Homeowners can choose which three days they water, but are prohibited from running sprinklers between the hours of 10 a.m. and 6 p.m. Denver Water officials said they hoped people would pay close attention to the weather this summer, using their sprinkler systems fewer than three days if Mother Nature has delivered a recent rainstorm in any given week.

"The purpose of this program is to encourage customers to maintain the good habits they have already learned," said Marie Bassett, Denver Water's director of public affairs. Denver's customers have reduced water use by about 20 percent since the drought struck in 2002.

The 2006 program takes effect May 1.

Denver, like other communities, is benefiting from a year in which deep mountain snows have been plentiful and the spring snowmelt is likely to fill its system. Snowpack accounts for roughly 85 percent of Colorado's annual drinking water supplies.

Denver's water storage system is about 82 percent full, even before runoff hits its peak later this spring. Lake Dillon, the agency's largest storage pond, is so full already that Denver is considering letting some of its waters spill into the Blue River to help manage any potential flood flows that may come later.

"Now we need to take the long view," said Denver Water Board Commissioner Tom Gougeon. "With the return of normal circumstances we have to keep moving the baseline on how efficient we can be."

Conservation groups and others have long chided Denver for not being more aggressive with water conservation programs.

But Bart Miller, an analyst with Western Resource Advocates, a Boulder-based environmental think tank, lauded the giant utility Wednesday.

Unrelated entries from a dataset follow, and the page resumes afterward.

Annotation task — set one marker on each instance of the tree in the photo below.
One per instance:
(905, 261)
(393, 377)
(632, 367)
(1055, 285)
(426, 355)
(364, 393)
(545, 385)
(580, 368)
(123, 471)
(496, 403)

"It shows an active effort by the (Denver Water Board) to continue the conservation savings they're already beginning to see," Miller said.

Denver's announcement comes as other cities are evaluating their water supplies as well.

Aurora will decide April 17 whether to approve a three-day-per-week watering plan, as its utility staff is recommending. But dozens of other communities, happy with heavy mountain snows and the prospect of a healthy spring runoff, don't plan to limit outdoor water use this summer.

"We don't anticipate any restrictions," said Steve Berry, spokesman for Colorado Springs Utilities.

Still, conservationists and others urge caution when it comes to water use.

Though mountain snowpacks are deep in Denver's watersheds, statewide snowpack failed to reach average this year, measuring just 94 percent of average April 1.

Except for last year, statewide snowpacks have lagged below average since 1999, according to the Natural Resources Conservation Service.